Estaba ya a punto de preguntarle qué clase de labor era la suya, pero algo advertí en sus maneras que me hizo pensar que la pregunta no sería de su agrado. Sin embargo, me puse a meditar acerca de nuestra breve conversación y me esforcé por hacer deducciones yo mismo. Había dicho que él no adquiría conocimientos ajenos al tema que le ocupaba. Por consiguiente, todos los que ya tenía eran útiles para él. Fui detallando mentalmente todos aquellos temas en los que me había demostrado estar extraordinariamente bien informado. Llegué incluso a empuñar un lápiz para proceder a ponerlos por escrito; cuando tuve listo el documento, no pude menos de sonreírme. He aquí el resultado:

SHERLOCK HOLMES

ÁREA DE SUS CONOCIMIENTOS

Literatura: Cero.Filosofía: Cero.Astronomía: Cero.Política: Ligeros.Botánica: Desiguales. Al corriente sobre la belladona, el opio y los venenos en general. Ignora todo lo referente al cultivo práctico.Geología: Conocimientos prácticos, pero limitados. Distingue de un golpe de vista la clase de tierra. Después de sus paseos me ha mostrado las salpicaduras que había en sus pantalones, indicándome, por su color y consistencia, en qué parte de Londres le habían saltado.Química: Exactos, pero no sistemáticos.Anatomía: Profundos.Literatura sensacionalista: Inmensos. Parece conocer con todo detalle todos los crímenes perpetrados en un siglo.Toca el violín.Experto boxeador y esgrimista de palo y espada.Posee conocimientos prácticos de las leyes de Inglaterra.

Llevaba ya inscrito en mi lista todo eso cuando la tiré, desesperado, al fuego, diciéndome a mí mismo: «Si el coordinar todos estos conocimientos y descubrir una profesión en la que se requieren todos ellos resulta el único modo de dar con la finalidad que este hombre busca, puedo, desde ahora, renunciar a mi propósito».

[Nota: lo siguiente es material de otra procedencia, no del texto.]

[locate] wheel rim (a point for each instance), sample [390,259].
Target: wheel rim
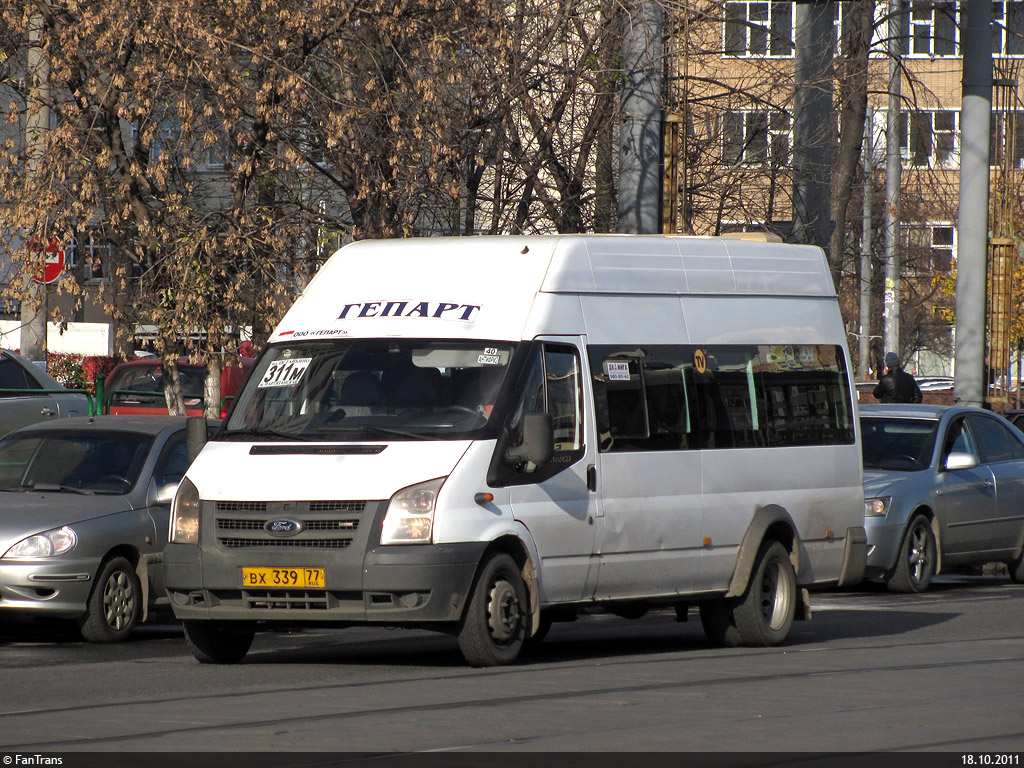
[119,600]
[919,555]
[774,596]
[504,615]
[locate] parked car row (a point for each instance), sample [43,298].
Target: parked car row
[84,507]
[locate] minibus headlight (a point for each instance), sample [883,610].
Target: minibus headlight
[877,507]
[184,514]
[410,517]
[47,544]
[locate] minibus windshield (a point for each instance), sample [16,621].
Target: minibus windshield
[354,389]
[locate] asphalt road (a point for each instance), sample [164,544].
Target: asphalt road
[871,671]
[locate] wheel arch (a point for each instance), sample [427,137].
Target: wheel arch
[133,556]
[770,523]
[517,549]
[929,514]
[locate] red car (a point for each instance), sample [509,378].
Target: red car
[137,386]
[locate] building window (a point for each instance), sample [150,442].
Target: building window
[930,139]
[1006,146]
[1008,29]
[759,29]
[759,138]
[932,248]
[932,29]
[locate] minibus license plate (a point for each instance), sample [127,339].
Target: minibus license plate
[283,578]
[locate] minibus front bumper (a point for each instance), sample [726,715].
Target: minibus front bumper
[394,585]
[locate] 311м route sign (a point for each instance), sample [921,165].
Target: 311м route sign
[53,263]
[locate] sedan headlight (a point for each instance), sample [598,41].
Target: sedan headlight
[184,514]
[877,507]
[410,517]
[47,544]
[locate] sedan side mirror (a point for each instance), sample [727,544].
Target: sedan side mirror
[161,493]
[961,461]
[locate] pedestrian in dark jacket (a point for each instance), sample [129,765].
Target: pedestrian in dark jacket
[895,384]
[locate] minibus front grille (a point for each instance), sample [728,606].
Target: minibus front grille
[328,525]
[290,524]
[242,506]
[337,506]
[286,600]
[289,543]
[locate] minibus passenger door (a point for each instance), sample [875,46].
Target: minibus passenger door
[553,500]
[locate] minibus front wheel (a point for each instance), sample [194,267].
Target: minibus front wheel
[494,626]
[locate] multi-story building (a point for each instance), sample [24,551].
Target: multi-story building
[732,88]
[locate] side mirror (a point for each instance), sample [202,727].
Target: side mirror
[961,461]
[161,494]
[538,440]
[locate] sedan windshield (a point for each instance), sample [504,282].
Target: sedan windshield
[371,389]
[94,463]
[900,444]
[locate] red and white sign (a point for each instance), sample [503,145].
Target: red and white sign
[53,263]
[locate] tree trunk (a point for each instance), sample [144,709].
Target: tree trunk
[172,384]
[211,387]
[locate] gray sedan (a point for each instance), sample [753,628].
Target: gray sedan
[943,487]
[28,394]
[84,507]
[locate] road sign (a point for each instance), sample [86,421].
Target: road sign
[53,262]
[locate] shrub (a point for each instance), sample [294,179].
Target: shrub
[68,370]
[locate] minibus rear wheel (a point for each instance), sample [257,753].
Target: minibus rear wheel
[764,614]
[494,626]
[218,642]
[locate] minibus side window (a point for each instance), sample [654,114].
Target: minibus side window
[727,397]
[666,397]
[550,384]
[806,394]
[643,397]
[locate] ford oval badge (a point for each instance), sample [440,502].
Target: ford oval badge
[283,527]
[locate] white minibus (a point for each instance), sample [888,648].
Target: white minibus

Veo que he hecho referencia más arriba a su habilidad con el violín. Era ésta muy notable, pero tan excéntrica como todas las suyas. Sabía yo perfectamente que él era capaz de ejecutar piezas de música, piezas difíciles, porque había tocado, a petición mía, algunos de los lieder de Mendelssohn y otras obras de mucha categoría. Sin embargo, era raro que, abandonado a su propia iniciativa, ejecutase verdadera música o tratase de tocar alguna melodía conocida. Recostado durante una velada entera en un sillón, solía cerrar los ojos y pasaba descuidadamente el arco por las cuerdas del violín, que mantenía cruzado sobre su rodilla. A veces, las cuerdas vibraban sonoras y melancólicas. En ocasiones sonaban fantásticas y agradables. Era evidente que reflejaban los pensamientos de que se hallaba poseído, pero yo no era capaz de afirmar de manera terminante si la música le ayudaba a pensar o si los sonidos que emitía no eran nada más que el resultado de un capricho o fantasía. Quizá yo me habría rebelado contra aquellos solos irritantes, de no ser porque era habitual que Holmes terminase ejecutando, en rápida sucesión, toda una serie de mis piezas favoritas, a modo de ligera compensación por haber puesto a prueba mi paciencia.

En el transcurso de la primera semana, más o menos, no recibimos visitas, y empecé a pensar que mi compañero andaba tan falto de amigos como lo estaba yo mismo. Pero luego descubrí que tenía gran número de relaciones y que éstas pertenecían a las más distintas clases de la sociedad. Una de ellas era un hombrecillo pálido, de cara de rata y ojos negros, que me fue presentado como el señor Lestrade, quien acudió tres o cuatro veces en una misma semana. Cierta mañana llegó de visita una joven elegantemente vestida y permaneció allí por espacio de media hora o más. Esa misma tarde hizo acto de presencia un visitante andrajoso, de cabeza entrecana, con aspecto de buhonero hebreo; me pareció muy excitado. Y su visita fue seguida muy de cerca por la de una anciana desaseada. En otra ocasión, un caballero anciano, de pelo blanco, celebró una entrevista con mi compañero; y en otra fue un mozo de equipajes del ferrocarril, con su uniforme de pana. Siempre que hacía su aparición alguno de estos personajes estrambóticos, Sherlock Holmes me pedía que le dejase disponer del cuarto de estar y yo me retiraba a mi dormitorio. En todas esas ocasiones se disculpaba por causarme aquella molestia diciendo:

—Me es indispensable servirme de esta habitación como oficina de negocios, y estas personas son clientes míos.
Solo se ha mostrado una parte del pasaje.